Fatura makbuz vs. hiç bir resmi evrakı olmayan fakat kazancını resmileştirmek isteyen Serbest Çalışanlar (Freelance) fatura kesebilir mi? Kanuni sorumlulukları nelerdir?

CEVAP : ( 27.08.2015 09:36:12 )

 Fatura kesmek için önce vergi mükellefi olmak gerekir ancak serbest çalışma ve G.V.K. Hükümlerine göre yedi gelir unsurundan birini sağlamak söz konusu ile vergi, mükellefi olup fatura veya serbest meslek makbuzu kesilmesi zorunludur. 

Arızi olarak ticari muamelelerin icrasından elde edilen bir kazanç kapsamına giriyor ise bu durumda vergi mükellefi olmanız gerekmemektedir.

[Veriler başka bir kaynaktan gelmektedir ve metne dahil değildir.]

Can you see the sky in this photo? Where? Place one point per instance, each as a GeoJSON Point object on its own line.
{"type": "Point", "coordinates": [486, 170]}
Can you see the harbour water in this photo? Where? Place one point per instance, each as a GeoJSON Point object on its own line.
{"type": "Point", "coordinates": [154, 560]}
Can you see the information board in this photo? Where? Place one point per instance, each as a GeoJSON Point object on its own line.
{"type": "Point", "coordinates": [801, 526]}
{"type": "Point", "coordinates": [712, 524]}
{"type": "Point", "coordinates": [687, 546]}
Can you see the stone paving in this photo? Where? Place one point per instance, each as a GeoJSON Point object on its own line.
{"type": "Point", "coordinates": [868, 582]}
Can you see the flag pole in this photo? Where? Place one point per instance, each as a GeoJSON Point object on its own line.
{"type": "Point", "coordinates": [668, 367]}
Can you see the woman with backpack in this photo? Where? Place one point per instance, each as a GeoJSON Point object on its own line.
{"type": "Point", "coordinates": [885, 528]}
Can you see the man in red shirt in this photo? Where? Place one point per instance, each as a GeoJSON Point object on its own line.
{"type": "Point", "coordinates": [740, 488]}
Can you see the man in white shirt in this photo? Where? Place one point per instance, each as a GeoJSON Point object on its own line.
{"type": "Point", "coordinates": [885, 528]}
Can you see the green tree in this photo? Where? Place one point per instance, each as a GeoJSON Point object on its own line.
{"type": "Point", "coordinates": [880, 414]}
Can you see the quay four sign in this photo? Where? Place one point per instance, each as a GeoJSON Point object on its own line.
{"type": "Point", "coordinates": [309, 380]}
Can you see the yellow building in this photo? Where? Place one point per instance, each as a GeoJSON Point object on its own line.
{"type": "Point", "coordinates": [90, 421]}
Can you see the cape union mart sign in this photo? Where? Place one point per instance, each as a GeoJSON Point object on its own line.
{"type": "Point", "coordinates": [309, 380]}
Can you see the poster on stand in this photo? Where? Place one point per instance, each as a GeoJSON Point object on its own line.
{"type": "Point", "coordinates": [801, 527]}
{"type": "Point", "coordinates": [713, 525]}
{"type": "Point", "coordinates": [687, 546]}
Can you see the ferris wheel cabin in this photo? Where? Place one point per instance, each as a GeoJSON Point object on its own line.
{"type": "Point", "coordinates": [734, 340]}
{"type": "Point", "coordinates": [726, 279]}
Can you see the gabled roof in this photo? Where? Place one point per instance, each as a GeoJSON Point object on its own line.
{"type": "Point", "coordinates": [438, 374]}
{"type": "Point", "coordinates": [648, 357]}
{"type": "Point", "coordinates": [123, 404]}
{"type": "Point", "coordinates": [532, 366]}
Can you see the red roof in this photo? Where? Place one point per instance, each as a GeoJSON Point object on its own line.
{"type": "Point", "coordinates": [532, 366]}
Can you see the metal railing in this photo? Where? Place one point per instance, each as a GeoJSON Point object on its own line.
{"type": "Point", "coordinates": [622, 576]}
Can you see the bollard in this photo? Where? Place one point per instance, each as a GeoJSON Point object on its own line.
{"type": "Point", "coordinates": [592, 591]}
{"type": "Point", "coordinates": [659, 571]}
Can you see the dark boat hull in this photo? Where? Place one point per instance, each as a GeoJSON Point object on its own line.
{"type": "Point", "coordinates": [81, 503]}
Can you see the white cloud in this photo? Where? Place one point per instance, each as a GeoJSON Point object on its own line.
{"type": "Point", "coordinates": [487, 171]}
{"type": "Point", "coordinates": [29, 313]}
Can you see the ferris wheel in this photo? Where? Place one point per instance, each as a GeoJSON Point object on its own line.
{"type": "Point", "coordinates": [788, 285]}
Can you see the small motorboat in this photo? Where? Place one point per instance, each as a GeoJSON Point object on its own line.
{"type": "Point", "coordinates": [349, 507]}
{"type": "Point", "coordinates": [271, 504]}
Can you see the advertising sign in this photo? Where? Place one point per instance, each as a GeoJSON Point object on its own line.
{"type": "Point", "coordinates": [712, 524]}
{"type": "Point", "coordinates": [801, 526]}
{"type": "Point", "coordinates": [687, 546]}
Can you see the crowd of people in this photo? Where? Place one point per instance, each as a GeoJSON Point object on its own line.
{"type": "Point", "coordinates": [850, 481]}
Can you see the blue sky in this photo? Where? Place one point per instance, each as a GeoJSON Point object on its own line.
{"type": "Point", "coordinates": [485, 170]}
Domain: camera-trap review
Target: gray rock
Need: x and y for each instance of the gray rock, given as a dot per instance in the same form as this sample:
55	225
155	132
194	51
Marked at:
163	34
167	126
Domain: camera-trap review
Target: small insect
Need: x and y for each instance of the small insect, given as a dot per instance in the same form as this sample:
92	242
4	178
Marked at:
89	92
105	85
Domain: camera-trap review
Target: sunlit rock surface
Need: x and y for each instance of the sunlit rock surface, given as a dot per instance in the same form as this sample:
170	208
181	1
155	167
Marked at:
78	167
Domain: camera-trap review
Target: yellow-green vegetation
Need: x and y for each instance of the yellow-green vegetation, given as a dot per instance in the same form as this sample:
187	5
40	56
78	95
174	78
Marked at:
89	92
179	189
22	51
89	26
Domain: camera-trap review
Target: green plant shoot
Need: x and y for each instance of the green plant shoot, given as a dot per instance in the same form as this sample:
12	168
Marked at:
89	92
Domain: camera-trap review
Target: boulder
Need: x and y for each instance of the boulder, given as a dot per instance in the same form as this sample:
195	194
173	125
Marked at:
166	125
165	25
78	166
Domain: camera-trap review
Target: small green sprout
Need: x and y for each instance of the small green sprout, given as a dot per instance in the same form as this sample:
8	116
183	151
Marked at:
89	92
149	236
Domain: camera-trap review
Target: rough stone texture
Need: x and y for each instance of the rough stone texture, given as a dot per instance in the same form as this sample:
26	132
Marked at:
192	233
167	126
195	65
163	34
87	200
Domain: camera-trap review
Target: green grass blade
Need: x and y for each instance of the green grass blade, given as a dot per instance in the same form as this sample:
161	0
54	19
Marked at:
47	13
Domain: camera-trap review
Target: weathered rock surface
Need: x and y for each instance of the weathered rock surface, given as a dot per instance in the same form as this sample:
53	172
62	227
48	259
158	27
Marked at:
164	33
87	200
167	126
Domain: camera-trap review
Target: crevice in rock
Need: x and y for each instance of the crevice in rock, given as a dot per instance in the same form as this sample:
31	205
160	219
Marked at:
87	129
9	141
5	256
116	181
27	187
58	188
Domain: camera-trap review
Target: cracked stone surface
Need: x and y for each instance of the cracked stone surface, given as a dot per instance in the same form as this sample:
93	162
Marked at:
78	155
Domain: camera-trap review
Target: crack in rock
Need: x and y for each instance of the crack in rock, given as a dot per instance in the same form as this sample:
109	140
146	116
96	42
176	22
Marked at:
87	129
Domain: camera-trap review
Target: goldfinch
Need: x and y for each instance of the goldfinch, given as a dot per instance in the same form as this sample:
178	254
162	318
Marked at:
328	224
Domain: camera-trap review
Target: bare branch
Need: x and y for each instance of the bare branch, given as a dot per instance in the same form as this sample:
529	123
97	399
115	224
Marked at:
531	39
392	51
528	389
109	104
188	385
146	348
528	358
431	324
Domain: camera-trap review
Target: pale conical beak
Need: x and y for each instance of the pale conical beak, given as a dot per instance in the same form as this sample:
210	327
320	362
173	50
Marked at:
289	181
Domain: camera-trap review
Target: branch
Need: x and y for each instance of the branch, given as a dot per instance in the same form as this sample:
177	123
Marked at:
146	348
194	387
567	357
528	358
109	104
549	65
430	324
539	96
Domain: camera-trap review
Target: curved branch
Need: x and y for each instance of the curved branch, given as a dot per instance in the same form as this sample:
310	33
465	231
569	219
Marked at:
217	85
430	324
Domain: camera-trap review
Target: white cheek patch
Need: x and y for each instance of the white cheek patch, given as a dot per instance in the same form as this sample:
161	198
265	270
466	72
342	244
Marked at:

Arızi kazançlar size ödeme yapan kişi veya kurum tarafından vergi kesintisi yapılarak sizin adınıza vergi dairesine ödenecektir. 

Bu kapsamdaki gelirin özelliği, geçici bir faaliyete dayanmasıdır. Eğer ticari muamelelerin yapılması veya aracılık faaliyeti, devamlılık unsurunu içerirse veya bir ticari işletme boyutlarını kapsayacak şekilde ifa edilirse, kazanç artık ticari kazanç kapsamına girecektir.

Bu durumdada adresinizin bağlı olduğu vergi dairesine mükellefiyet tesis ettirdikten sonra Maliye Bakanlığı ile anlaşmalı bir matbaadan fatura bastırmanız mal veya hizmet teslimi oluştuğunda fatura düzenlemeniz gerekmektedir.